We must correct this. The fact that several hyper scale data centers could provide US school children free lunches + breakfast for a year should be the first immediate sign that something is deeply wrong with our country.
oh so your a filthy commie, an evil domestic terrorist. dont you know they're the job creators? you should be grateful for your stable bed and stop being greedy.
imagine the horror of free loaders eating free lunches, living in affordable apartments close to school, and riding high speed rail each weekend to visit nature. will anyone think of our lords? and what about my iphone? obviously phones will cease to exist once we implement these communist pipe dreams. just look at china, they've got all of this and they clearly hate it. no phones, no brand clothes, oh the terror. you should be locked up in an insane asylum immediately
I dunno, I love my iPhone, especially when I use it to take photos of my kids.
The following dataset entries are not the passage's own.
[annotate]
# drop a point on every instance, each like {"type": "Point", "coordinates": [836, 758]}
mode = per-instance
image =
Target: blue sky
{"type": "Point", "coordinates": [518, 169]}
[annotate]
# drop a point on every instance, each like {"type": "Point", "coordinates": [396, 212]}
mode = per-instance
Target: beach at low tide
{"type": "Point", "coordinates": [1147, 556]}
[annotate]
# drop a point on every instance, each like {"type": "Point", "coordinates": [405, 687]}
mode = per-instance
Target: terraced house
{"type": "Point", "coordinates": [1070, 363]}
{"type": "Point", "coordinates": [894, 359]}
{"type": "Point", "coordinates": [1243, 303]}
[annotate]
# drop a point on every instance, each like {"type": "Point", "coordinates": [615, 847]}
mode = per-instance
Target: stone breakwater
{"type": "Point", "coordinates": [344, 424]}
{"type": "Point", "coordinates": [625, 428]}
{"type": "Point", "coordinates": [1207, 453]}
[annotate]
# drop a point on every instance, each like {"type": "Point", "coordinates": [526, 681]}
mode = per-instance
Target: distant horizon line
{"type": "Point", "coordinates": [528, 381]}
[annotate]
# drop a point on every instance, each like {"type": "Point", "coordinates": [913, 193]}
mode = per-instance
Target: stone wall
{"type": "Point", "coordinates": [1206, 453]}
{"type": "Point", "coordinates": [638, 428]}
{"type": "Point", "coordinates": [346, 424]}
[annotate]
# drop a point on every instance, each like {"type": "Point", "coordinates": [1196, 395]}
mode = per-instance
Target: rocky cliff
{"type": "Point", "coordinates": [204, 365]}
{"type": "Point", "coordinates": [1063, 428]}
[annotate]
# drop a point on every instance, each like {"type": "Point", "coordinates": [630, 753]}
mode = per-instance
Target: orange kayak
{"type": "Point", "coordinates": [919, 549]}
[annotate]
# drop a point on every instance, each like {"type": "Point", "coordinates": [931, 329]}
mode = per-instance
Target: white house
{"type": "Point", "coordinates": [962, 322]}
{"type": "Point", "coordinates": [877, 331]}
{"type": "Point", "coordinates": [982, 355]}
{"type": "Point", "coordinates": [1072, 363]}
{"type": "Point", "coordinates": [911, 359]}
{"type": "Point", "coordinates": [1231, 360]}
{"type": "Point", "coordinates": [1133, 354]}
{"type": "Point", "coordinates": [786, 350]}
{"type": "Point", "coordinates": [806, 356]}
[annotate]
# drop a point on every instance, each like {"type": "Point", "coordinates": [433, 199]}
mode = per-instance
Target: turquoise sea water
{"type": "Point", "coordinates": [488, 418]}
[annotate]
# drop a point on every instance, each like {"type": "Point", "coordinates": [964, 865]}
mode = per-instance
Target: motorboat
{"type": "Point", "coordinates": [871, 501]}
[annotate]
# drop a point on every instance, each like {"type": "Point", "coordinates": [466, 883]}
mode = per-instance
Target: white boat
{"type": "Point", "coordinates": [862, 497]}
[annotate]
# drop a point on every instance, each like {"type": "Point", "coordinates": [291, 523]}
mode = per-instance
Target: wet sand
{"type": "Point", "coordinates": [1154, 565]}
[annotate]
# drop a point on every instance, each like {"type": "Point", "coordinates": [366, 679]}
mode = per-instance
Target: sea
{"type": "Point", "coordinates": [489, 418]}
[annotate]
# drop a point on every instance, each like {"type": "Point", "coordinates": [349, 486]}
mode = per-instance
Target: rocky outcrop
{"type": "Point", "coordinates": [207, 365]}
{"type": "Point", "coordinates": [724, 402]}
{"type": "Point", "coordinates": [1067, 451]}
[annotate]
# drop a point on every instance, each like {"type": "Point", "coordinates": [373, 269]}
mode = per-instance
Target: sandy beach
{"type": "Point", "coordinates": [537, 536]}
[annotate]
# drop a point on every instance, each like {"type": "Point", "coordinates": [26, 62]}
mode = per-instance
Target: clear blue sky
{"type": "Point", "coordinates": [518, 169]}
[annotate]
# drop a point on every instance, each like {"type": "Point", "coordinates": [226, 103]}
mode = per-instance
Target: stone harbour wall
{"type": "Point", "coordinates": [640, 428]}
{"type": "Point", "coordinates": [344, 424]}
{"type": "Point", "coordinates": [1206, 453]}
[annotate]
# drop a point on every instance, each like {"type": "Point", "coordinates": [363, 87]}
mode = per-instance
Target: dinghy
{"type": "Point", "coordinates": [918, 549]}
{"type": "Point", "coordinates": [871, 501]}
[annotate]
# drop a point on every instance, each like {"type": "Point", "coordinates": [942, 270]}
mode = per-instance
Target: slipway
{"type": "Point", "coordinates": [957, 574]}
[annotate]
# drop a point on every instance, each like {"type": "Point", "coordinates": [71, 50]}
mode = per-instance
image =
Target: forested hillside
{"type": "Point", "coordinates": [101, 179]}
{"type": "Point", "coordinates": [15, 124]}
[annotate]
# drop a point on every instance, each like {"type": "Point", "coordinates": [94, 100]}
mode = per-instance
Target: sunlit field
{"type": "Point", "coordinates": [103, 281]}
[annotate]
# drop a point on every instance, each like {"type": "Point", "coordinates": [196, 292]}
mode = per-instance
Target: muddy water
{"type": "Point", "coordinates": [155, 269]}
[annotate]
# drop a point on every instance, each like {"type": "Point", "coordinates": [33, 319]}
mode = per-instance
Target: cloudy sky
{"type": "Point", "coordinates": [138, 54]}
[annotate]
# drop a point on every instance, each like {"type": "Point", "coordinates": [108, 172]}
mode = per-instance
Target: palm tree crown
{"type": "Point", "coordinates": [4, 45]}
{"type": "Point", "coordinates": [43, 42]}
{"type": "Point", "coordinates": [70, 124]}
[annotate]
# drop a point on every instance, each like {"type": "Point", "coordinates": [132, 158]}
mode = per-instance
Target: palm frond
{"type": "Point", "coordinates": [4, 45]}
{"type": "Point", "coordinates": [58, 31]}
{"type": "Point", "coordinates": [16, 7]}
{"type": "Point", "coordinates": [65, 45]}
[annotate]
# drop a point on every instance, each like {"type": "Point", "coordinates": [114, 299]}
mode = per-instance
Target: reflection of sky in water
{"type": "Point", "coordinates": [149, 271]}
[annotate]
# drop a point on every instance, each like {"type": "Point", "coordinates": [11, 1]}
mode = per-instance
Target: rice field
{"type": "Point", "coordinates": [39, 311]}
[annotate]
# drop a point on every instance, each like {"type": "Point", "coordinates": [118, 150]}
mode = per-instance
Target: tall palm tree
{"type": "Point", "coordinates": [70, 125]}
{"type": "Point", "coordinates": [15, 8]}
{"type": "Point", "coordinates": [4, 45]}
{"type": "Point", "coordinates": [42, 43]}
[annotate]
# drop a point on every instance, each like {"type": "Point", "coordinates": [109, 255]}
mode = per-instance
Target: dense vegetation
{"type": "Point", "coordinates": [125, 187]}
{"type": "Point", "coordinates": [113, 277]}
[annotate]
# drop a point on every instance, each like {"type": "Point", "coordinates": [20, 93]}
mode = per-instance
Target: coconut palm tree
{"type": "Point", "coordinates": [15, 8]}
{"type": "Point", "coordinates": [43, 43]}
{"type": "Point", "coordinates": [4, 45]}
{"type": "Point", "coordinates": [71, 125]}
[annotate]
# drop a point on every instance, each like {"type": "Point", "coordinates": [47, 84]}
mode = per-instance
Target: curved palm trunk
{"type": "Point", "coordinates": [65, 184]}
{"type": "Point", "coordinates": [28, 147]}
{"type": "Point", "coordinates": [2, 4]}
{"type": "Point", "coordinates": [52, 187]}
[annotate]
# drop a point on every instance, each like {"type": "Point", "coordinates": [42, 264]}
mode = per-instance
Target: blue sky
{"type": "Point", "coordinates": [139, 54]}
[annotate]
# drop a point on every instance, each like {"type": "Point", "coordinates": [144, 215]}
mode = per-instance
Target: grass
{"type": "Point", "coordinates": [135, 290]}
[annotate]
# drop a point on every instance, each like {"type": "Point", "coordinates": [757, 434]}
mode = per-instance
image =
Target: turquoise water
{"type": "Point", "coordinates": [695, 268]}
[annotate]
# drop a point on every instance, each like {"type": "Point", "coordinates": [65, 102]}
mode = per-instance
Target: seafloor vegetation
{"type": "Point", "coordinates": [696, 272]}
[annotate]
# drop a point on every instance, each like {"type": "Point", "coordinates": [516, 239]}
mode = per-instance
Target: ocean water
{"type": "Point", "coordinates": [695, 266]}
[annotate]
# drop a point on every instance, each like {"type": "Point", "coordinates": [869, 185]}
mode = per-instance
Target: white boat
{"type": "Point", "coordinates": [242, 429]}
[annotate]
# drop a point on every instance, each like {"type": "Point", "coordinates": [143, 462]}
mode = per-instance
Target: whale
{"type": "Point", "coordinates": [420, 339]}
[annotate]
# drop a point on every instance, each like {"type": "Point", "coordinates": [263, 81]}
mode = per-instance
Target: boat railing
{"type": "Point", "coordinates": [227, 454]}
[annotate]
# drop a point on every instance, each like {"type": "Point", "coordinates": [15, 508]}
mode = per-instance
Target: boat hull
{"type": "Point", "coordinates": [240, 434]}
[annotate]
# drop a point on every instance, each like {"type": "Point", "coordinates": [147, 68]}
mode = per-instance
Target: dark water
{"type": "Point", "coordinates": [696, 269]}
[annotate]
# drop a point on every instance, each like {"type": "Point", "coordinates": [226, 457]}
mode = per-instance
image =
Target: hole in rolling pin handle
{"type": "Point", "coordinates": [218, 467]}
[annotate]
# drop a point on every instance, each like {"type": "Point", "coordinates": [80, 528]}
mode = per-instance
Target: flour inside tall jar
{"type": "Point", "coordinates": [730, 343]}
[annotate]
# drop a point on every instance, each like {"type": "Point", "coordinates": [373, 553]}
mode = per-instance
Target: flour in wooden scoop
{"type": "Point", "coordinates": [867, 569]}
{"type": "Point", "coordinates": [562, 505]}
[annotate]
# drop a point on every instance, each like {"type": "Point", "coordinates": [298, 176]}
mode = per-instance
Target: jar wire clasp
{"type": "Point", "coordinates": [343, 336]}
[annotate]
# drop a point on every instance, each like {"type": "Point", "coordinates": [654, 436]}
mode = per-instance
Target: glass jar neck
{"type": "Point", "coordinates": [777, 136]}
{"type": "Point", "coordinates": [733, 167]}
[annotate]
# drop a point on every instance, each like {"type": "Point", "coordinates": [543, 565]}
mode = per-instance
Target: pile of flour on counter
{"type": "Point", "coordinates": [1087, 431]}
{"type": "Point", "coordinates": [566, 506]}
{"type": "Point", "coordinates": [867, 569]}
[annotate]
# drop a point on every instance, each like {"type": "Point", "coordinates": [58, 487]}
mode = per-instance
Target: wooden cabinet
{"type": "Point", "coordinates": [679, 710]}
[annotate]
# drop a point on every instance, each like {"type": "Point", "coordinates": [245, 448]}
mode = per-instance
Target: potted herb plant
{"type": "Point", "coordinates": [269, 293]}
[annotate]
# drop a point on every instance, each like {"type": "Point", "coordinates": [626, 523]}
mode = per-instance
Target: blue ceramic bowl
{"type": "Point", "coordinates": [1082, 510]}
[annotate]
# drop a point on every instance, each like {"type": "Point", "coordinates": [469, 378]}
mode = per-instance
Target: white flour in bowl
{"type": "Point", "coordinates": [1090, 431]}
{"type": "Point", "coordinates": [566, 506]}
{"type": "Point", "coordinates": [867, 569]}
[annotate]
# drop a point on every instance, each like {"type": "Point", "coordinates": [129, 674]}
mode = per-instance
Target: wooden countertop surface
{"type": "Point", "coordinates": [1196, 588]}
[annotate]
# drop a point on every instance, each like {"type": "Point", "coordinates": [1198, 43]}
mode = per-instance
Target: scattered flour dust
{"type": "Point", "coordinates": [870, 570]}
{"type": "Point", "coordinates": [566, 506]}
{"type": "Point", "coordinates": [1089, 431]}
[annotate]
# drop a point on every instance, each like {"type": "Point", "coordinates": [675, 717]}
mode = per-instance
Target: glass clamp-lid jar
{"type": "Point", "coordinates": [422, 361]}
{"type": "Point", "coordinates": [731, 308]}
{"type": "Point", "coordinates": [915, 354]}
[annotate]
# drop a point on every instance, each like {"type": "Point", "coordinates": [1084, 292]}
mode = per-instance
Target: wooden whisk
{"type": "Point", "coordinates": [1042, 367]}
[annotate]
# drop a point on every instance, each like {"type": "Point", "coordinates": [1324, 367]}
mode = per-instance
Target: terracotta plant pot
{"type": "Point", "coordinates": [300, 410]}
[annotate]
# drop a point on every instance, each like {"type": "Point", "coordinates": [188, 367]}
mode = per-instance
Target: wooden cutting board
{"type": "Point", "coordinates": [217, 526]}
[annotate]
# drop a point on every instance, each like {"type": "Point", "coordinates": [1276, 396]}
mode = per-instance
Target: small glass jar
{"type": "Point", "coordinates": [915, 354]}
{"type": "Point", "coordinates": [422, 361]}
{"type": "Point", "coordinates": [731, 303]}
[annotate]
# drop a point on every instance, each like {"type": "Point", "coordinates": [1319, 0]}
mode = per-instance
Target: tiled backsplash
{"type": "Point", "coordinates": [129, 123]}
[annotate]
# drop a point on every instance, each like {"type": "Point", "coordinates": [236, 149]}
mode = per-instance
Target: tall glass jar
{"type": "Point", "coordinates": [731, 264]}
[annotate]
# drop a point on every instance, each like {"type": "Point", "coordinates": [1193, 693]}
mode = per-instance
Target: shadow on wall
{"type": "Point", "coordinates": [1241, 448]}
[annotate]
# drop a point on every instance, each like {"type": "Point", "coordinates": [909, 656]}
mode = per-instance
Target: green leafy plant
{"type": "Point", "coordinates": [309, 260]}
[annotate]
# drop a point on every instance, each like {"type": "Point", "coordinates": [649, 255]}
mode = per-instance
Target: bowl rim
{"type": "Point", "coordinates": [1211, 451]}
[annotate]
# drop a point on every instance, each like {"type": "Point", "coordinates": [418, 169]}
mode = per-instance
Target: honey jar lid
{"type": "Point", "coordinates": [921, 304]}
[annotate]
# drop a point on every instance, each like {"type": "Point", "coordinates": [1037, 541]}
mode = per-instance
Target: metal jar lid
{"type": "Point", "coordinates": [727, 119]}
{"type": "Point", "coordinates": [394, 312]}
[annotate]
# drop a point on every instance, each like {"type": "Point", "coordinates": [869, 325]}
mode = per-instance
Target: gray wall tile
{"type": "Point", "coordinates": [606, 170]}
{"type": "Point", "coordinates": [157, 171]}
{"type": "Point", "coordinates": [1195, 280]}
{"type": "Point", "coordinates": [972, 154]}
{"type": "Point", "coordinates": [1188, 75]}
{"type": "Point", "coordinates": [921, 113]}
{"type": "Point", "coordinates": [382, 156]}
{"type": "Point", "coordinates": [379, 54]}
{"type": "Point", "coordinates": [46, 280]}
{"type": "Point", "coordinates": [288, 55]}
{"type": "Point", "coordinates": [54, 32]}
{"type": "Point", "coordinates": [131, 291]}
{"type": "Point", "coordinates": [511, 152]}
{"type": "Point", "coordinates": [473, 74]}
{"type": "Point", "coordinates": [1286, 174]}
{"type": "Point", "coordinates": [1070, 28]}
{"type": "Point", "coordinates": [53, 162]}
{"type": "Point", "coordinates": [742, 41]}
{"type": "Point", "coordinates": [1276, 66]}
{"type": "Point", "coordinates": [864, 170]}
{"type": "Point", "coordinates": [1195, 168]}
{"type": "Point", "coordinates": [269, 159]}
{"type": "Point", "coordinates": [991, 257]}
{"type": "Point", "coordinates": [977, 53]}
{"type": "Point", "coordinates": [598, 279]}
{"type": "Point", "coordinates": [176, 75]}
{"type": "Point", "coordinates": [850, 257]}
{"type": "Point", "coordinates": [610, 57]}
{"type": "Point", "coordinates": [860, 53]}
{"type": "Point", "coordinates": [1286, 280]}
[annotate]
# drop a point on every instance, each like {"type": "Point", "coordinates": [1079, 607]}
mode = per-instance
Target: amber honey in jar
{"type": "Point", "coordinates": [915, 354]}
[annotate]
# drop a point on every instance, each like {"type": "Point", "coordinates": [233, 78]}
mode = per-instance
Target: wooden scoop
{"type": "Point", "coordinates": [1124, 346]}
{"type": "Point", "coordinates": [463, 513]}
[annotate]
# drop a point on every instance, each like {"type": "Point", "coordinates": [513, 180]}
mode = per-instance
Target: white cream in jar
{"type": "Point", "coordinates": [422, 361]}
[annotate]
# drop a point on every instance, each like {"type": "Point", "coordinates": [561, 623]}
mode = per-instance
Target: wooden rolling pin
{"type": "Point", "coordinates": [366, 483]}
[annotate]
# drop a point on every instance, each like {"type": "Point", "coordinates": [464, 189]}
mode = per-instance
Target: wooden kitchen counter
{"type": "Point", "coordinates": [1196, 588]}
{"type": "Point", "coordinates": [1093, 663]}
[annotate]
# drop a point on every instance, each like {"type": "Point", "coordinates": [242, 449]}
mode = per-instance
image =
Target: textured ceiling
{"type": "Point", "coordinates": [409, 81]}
Amazon is pretty great, too.
Also schoolchildren in my state have had free school breakfast & lunch since Covid.
Do you see what's going on around you or do you just stare at pictures of cats on your iPhone™
Yes and you should care about the world your children are inheriting. What happens after you die? What happens if they get injured and can no longer work? What happens if they lose their job and can't afford their rent? What happens when it turns out they aren't as capable as you thought and require assistance to simply navigate the world?
This is the problem with people like you, you simply lost your humanity because you care more about trinkets than literally shaping a better world for your children.
incredible self awareness - well done
Big problems are solved by years of investment and good decision making.
Unfortunately, going after causes or correcting symptom in any kind of hurry acts as a massive destabilizer at exactly the moment systemic destabilization provides the motive/momentum for taking action.
Hard course corrections at critical pressure, in a complex system, is a value destroying reset.
Companies can do this. Mass layoffs, capitalization sell off, etc. And then recover over time, because the rest of the economy around them is mores stable and the pain gets diluted. Entire countries doing this doesn't work out so well.
But it would appear, that may be the path we are most likely to take.
> It feels as though all we need is a spark. And yet, many sparks seem to have come and gone. Big market moves, in stocks or yields, that have recovered. Tariff and invasion threats, protests, you name it, they might move the needle but it always seems to move back. So, perhaps we won? Perhaps we built our markets so stable that they are these days impervious
This is a myopic question only considering the values of securities, gold/silver, etc, which are owned in significance by relatively few.
The working class economy has already crashed. People who have to put in hours to get paid are struggling, and consumer spending is dominated by the top 10%.
The media, ever fixated on the economic welfare of the top 1%, spins a story that if the stock market is doing well, the economy is doing well.
Meanwhile there is an quiet bet that authoritarians will protect interests of capital owners over all else (i.e the bailout OpenAI hinted they might need), while suppressing the primary methods the masses have for expressing their discontent: speech, organizing/demonstrating, strikes, and voting.
Is it just me or does this metaphor sound AI generated?
> It is like a memory leak that keeps sucking resources while growing exponentially until the system crashes. The real question for an economist is how much ram has the system and how much the memory has leaked?
"... how much ram has the system" is a typo or an ESL mistake, so not an LLM.